Geçen sezon Aykut Kocaman'lı Fenerbahçe 72 puanla, şampiyondan üç puan geride ligi ikinci bitirdi. Statlarda protestolara rağmen, eleştirilere rağmen bu puana ulaştı Aykut Kocaman. Demek ki Aziz Yıldırım ile taraftar arasındaki kriz yaşanmasa, seyirci stadı doldursa geçen sezonun şampiyonu belki de Fenerbahçe olacaktı. 72 puanla ikinciliğe rağmen, Beşiktaş daha fazla şampiyonluk havasına girmişti. Yani daha fazla dinamikleri bir araya getirebilmişti. Buna rağmen dördüncü oldu. Fenerbahçe ise tüm dinamikleri aleyhine işlemesi rağmen, taraftar dahil, ligi 72 puanla ikinci bitirdi.

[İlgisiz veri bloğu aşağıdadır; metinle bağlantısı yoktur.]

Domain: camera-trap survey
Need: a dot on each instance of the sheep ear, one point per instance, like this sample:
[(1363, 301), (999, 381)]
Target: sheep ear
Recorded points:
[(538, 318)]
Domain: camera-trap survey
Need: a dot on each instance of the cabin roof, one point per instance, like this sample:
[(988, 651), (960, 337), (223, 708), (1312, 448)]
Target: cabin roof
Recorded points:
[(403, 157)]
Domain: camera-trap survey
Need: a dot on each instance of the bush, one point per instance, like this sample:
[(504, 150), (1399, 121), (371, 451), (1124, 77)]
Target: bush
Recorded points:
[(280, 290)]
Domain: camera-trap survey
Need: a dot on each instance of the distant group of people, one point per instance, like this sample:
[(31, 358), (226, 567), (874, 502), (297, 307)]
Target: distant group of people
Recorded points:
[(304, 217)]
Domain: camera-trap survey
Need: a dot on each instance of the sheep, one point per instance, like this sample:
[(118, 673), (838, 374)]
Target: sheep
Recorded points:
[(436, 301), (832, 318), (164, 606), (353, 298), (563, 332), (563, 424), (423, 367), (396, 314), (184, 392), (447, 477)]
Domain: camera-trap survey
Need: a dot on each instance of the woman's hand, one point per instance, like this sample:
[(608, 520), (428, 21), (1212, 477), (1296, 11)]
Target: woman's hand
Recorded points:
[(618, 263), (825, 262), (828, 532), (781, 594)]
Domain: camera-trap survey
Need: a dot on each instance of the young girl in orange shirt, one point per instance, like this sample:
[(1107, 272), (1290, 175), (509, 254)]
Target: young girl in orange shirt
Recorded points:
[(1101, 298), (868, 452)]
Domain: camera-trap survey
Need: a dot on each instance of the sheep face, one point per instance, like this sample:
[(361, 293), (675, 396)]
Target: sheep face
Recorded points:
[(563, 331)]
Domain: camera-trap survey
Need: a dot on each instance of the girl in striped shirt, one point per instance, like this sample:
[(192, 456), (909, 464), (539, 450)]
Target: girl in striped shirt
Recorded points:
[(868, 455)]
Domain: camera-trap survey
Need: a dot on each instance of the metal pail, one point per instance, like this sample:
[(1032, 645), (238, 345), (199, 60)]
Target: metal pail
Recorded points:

Mesela şöyle bir söylem dolaşıyor şu günlerde; Abdullah Avcı taraftarı bile olmayan Başakşehir'i dört sezondur şampiyonluk yarışında tuttu. Doğrudur. Bence de büyük bir başarı. Ama bu bazen aleyhine de işleyebiliyor. Büyük takımlarda azıcık kötü gidişte taraftar baskısından dolayı teknik direktörlerin resmen ayarları bozuluyor. O yüzden bu süreç, yani Beşiktaş teknik direktörlüğü yeni bir imtihan olacak Abdullah Avcı için.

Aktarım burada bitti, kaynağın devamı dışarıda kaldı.